En la misma época nació la Novela pastoral y un siglo después la heroica, baturrillo informe (batiburrillo), abigarrada mezcolanza de las reminiscencias caballerescas y de las pastorales. Géneros ambos puramente convencionales, estriban en un orden de cosas falso, inverosímil y absurdo. Frutos enfermizos del mal gusto impotente, pudieron, a lo más, tener un éxito de boga, pero no influencia alguna en las costumbres, y ahora sólo pueden servir para conciliar agradablemente el sueño.
Contemporáneo de estos géneros ficticios fue el género de Novela más verdadera e importante de los tiempos modernos: la Novela histórica, a la cual imprimió Fenelón el sello característico de su exquisita elegancia y delicadísimo buen gusto. Imitaciones del Telémaco fueron Los Viajes de Antenor, El Filoctétes y Los Viajes del joven Anacársis, obra trascendental del Abate Barthelemy.
Pero quien fijó definitivamente las condiciones literarias de la Novela histórica fue Walter Scott que realizó el consorcio dificilísimo entre la erudición amiga de pormenores, analítica y minuciosa; y la fantasía esencialmente sintética y generalizadora. Pocos imitadores dignos de él ha tenido el insigne Escocés. Entre ellos descuellan Fenimore Cooper y
Manzoni (Mauzoni en el original, Manzoni anteriormente). No hablaremos de otros ingenios fecundos que con una mano hojean la Historia y con otra tejen sus Novelas históricas; que hacen figurar siglos en lugar de épocas y generaciones en lugar de personajes. Su inventiva es portentosa; su fuerza dramática sin igual; su estilo lleno de primores, pero calumnian los tiempos, exageran el colorido local, o lo anulan, y estos son defectos capitales sin compensación cuando de Novela histórica se trata.
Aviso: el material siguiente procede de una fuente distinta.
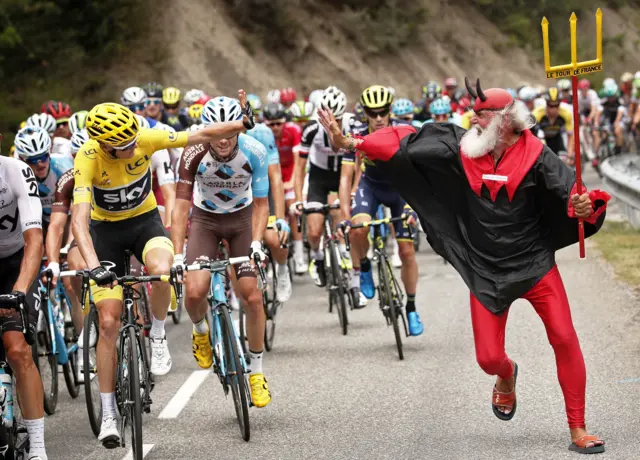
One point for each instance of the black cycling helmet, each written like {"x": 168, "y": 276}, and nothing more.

Este precioso género novelesco tiene grande influencia moral. Es el archivo de las tradiciones que mantienen el amor patrio, así como el respeto a los hechos de los antepasados acrecienta y enardece el cariño a la familia. Y urge sobremanera en nuestro siglo presuntuoso, olvidadizo y tan aferrado a lo presente, equilibrar el desatentado egoísmo o las aspiraciones locas hacia un porvenir de felicidad inasequible, con el santo amor a las tradiciones, con el respeto imparcial, no ciego, a los tiempos pasados.

III.

La Novela que ejerce sobre las costumbres más directa y poderosa acción, es sin disputa la de costumbres contemporáneas puesto que de ellas saca su alma, su vida, su influencia.
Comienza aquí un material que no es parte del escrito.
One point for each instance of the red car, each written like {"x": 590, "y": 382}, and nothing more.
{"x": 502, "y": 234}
El trato habitual con la sociedad influye en nosotros de una manera superficial e imperceptible. Ni la sagacidad observadora es don otorgado al común de las gentes, ni las costumbres sociales se presentan a menudo bajo un punto de vista plástico, o digamos, convergente, como los rayos solares que se reúnen y unifican en un foco de cristal, para que causen en nosotros una impresión enérgica y profunda. Raras veces la observación cotidiana y vulgar acierta a descubrir los resortes internos que mueven a la sociedad; rarísimas logra ver pintorescamente contrastados los caracteres que en ella resaltan y agrupados de una manera típica los rasgos, perdidos entre la multitud, de la infinita variedad de fisonomías morales que aquella sin tasa ni agotamiento ofrece. Esta percepción analizadora al principio y sintética después, pertenece al dominio del artista y del escritor, y en ella se cifra su mayor y más preciada gloria. No se nos tilde, pues, de paradojales (paradójicos) si afirmamos que una Novela de costumbres briosamente escrita por un genio observador puede impresionarnos con más viveza que el espectáculo ordinario y frío de las costumbres mismas.
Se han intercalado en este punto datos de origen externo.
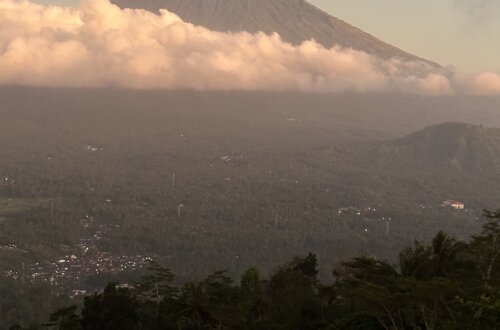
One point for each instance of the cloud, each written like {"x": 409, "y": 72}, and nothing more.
{"x": 100, "y": 45}
{"x": 487, "y": 83}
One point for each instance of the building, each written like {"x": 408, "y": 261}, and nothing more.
{"x": 455, "y": 204}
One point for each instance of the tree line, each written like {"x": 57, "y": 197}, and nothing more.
{"x": 446, "y": 284}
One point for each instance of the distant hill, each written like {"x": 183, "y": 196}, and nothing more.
{"x": 458, "y": 146}
{"x": 295, "y": 21}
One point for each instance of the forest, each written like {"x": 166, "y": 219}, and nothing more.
{"x": 446, "y": 284}
{"x": 94, "y": 184}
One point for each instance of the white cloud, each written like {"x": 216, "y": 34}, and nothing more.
{"x": 98, "y": 44}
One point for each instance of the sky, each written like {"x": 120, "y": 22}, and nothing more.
{"x": 458, "y": 33}
{"x": 461, "y": 33}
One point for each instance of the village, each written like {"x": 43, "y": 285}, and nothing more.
{"x": 68, "y": 273}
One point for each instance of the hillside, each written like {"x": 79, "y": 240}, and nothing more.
{"x": 463, "y": 147}
{"x": 295, "y": 21}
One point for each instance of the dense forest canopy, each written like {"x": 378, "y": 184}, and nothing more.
{"x": 447, "y": 284}
{"x": 95, "y": 184}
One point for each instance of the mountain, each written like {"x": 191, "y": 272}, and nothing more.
{"x": 295, "y": 21}
{"x": 453, "y": 146}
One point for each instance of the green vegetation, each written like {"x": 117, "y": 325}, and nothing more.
{"x": 262, "y": 177}
{"x": 448, "y": 284}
Estas indicaciones bastan para evidenciar la grande importancia que tienen las composiciones novelescas de un género esencialmente social, conocido ya de la Antigüedad griega y romana (1) bajo la forma candorosamente descarada peculiar a sus respectivas civilizaciones; cronista rudo en la edad media; completamente literario, aunque superficial, en los siglos XVI y XVII, y que en la actualidad ha adquirido proporciones alarmantes, y una popularidad excesiva: gracias al carácter esencial del siglo que corremos. En efecto: preciso es que confiesen los más encaprichados optimistas actuales que nuestro siglo está sobradamente pagado de sus luces y enamorado de sí mismo. He aquí porque huelga tanto de verse retratado y reproducido de mil diferentes maneras. He aquí porque los escritores de todos calibres, ansiosos de acariciar sus antojos y presuntuosa manía, multiplican al infinito bocetos, esbozos y estudios íntimos de su fisonomía moral.
(1) Así lo atestiguan el Asno de Oro del Filósofo platónico Lucio Apuleyo (Apuleio, Apuleius) y el Satiricon (Satiricón) de Petronio: cuadro libidinoso de las costumbres corrompidas del tiempo de Neron (Nerón).
Dos escuelas diametralmente opuestas dominan en la Novela de costumbres contemporáneas: la idealista y la realista, cuyo exclusivismo conduce o a la abstracción sobrado metafísica o poética o al prosaísmo enemigo de toda artística belleza. El porvenir fecundo de ambas escuelas estriba en su discreto consorcio y armonía; realizado ya por los modernos Novelistas Ingleses y Alemanes, por algunos Franceses, desgraciadamente pocos, y por la ilustre Andaluza que vanamente quiere achicarse y escapar a sus legítimos triunfos con su modestia ejemplar y falta absoluta de pretensiones, Fernán Caballero.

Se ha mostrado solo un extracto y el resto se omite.